B.Don’t be afraid of buying on a war scare:
According to the author, war tensions can lead to good buying opportunities. Investors sell off excessively when a situation of war arrives, which in turn, makes a lot of securities undervalued. This point is not relevant anymore because major wars haven’t happened in the past 2-3 decades.
C.Don’t forget your Gilbert and Sullivan:
In this chapter, the author says that we shouldn’t over-analyse things in the stock market. Just looking at the price of a stock before making a decision is not logical. This is because the price at which a stock was selling 4 years ago may have little or no linear relationship with what its price is today.
We should remember that a stock’s price isn’t based on its today’s earnings. It is based on its future earning capacity. No factor of a company should be looked at single-handedly, like the P/E ratio, volume of sales, etc. We need to look at the whole picture of the company and see whether it makes sense to buy that company at its current price.
For example, the P/E ratio shows the current earnings of a company divided by its today’s price.
If a company’s major consumer canceled the contract, the majority of its sales would plummet. A person who just looked at the P/E ratio of this company will purchase it and regret it later.
This is why it becomes important to look at every single factor of a company before buying it.
D.Don’t fail to consider time as well as price before buying a true growth stock:
According to the author, we should buy a stock at a certain date rather than a certain price.

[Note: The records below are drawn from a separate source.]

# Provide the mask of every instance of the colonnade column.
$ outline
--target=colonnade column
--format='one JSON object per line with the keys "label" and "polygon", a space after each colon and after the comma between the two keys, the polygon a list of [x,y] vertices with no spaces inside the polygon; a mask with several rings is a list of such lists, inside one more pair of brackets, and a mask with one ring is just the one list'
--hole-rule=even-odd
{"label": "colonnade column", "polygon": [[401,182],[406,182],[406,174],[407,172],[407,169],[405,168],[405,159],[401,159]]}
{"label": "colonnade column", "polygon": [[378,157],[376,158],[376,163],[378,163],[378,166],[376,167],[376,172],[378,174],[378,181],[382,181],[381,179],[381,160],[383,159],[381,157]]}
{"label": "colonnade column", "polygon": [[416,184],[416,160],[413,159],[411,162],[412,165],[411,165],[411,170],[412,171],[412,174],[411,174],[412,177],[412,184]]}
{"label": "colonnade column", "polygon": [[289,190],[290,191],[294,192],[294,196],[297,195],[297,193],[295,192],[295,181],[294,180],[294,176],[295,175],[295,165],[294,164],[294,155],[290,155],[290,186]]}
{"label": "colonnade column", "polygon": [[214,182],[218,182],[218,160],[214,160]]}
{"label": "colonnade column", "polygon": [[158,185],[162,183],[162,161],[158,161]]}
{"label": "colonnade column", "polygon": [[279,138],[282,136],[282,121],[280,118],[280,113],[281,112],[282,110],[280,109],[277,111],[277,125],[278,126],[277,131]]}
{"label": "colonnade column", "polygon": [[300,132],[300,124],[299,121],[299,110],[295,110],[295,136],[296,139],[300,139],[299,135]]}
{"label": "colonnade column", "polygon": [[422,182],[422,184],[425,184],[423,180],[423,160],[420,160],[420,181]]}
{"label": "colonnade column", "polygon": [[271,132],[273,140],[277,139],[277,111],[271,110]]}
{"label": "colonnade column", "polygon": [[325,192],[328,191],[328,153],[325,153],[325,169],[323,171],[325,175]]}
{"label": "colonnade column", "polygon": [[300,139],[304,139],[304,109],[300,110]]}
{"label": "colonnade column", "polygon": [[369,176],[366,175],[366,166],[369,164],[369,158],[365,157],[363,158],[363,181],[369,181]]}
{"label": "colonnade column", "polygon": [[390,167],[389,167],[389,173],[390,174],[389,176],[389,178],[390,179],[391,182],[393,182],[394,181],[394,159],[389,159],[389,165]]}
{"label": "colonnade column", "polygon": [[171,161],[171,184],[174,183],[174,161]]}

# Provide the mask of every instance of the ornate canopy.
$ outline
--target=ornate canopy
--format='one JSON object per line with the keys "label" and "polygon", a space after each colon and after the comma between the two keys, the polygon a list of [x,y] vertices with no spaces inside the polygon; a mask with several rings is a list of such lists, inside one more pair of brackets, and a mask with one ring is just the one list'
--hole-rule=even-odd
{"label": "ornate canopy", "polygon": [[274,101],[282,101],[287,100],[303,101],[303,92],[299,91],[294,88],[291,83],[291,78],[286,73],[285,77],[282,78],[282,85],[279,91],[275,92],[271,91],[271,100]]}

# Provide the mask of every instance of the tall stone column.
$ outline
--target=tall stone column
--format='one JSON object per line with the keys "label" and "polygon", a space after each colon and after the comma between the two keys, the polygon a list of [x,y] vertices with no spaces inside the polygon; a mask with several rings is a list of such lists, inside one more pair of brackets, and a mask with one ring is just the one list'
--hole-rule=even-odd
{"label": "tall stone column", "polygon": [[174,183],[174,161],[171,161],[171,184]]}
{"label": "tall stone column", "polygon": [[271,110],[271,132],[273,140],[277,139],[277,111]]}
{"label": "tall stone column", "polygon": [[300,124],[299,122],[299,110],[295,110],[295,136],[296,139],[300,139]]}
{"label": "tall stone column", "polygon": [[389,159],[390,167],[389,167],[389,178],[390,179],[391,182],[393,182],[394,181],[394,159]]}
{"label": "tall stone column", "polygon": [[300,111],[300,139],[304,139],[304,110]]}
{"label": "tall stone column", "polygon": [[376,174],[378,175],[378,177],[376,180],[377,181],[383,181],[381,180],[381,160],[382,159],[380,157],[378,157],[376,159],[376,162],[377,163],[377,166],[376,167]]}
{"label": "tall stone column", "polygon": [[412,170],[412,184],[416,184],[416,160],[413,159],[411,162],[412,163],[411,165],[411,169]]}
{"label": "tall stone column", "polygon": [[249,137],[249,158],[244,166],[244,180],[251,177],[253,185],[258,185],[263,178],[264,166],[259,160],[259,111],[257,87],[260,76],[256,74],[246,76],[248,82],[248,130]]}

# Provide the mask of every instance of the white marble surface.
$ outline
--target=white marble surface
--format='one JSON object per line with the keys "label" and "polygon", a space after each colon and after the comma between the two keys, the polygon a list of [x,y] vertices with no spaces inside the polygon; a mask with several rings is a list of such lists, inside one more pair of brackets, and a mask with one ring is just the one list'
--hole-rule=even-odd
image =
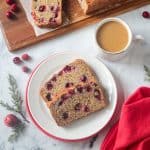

For example, if the price of Tata Motors is at ₹320 today, and the company says it is very optimistic about its future, but you’re unsure about it. You should wait until the next quarterly reports to release, see if the sales are increasing, whether the auto industry is showing positive growth, and then buy.
E.Don’t follow the crowd:
A stock’s price doesn’t always move for the right reasons. As we have seen many times, certain negative or positive rumors, which may or may not be true, can lead a stock’s price to go up or down significantly. We should evaluate these rumors properly before making a panic purchase.
Certain groups of people always try to manipulate us by spreading fake news about a company.
We should never purchase or sell a stock by following the advice of other investors.